Bengaluru,Jan 17,2017, DHNS: 0:32 IST
Playwright Girish Karnad releases 'The Life of Harishchandra', English translation of Raghavanka's epic 'Harischandra Kavya' on Monday. Translator Vanamala Vishwanath, member of the library's editorial board Sunil Sharma, Infosys Foundation chairperson Sudha Murty and member of the library oversight committee Parimal Patil look on. DH PHOTO
A 13th century Kannada classic about Harischandra the truthful is the latest addition to the Murty Classical Library of India.

A gathering of distinguished scholars and literature lovers discussed aspects of translation, society, culture and ethics at the release of its English translation, The Life of Harishchandra, at the ITC Gardenia on Monday.

As translator Vanamala Vishwanatha read out select Kannada verses and their translated English passages, the audience marvelled at the grand beauty of the poetry of Raghavanka, now accessible to readers of English.

It took three years and a half for Vanamala to translate the 728 verses arranged in 14 chapters of Harishchandra Kavyam, in what she describes as a ‘transformative journey.’ One of the challenges for her was to tackle an intense, ‘hyperbolic’ classic into English, a language of understatement.

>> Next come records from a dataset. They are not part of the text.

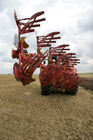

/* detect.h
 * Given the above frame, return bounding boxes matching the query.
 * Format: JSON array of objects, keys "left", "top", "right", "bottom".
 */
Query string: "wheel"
[
  {"left": 41, "top": 86, "right": 50, "bottom": 95},
  {"left": 65, "top": 86, "right": 78, "bottom": 95}
]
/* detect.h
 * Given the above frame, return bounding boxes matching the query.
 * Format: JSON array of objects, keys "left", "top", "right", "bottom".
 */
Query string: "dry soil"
[{"left": 0, "top": 75, "right": 93, "bottom": 140}]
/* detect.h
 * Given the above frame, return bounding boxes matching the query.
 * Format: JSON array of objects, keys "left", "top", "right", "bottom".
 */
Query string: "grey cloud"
[{"left": 77, "top": 10, "right": 93, "bottom": 31}]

“Should we be like Harishchandra the truthful or even like the sages Vasishta and Vishwamitra who put him through extreme trials?” was a question many speakers took up, even if briefly and in passing.

This is the first time the book has been translated into a language other than Kannada, Sharmila Sen, editor-at-large at Harvard University Press, said. (The book has been ‘translated’ into contemporary Kannada by at least six scholars.)

For Sudha Murty, who as an eight-year-old had heard Harischandra Kavyam from her mother, it was a simple fable about honesty. “If you are truthful, you will be rewarded by God,” is the message she said she took away, even as erudite scholars discussed its ‘architectonics,’ ‘deconstruction’ and ‘subversion.’

The text also gave Sudha Murty an entry into the world of classical literature, a love of which she said she had passed on to son Rohan Murty. “There results are there to see,” she said, to applause.

The Murty Classical Library of India has published 13 books in three years, digging into the treasures of Indian literature and commissioning translators to render them into English. The brief is clear: translate into easy-to-understand prose in English.

But, Vanamala found, texts like Harishchandra Kavya lose their panache when they are stripped of their poetry. The editors stepped in, and she worked with them almost daily for a year, and compromises were negotiated. This is the first Kannada book in the series; she plans to work on Akka Mahadevi next.

The Murty Classical Library is the brainchild of Rohan, who has provided a generous endowment to Harvard University. When, as a student of computer science, he opted to study classics, he realised how poorly India was represented. The reason: lack of good translations. At best a Kalidasa was studied in Sanskrit, but the wealth of writing in other Indian languages was not recognised. He hopes with the publication of this series, great Indian writers such as Raghavanka will now be known in academia across the world.
The book is priced at Rs 395 (paperback) and Rs 1595 (harback) and is available online.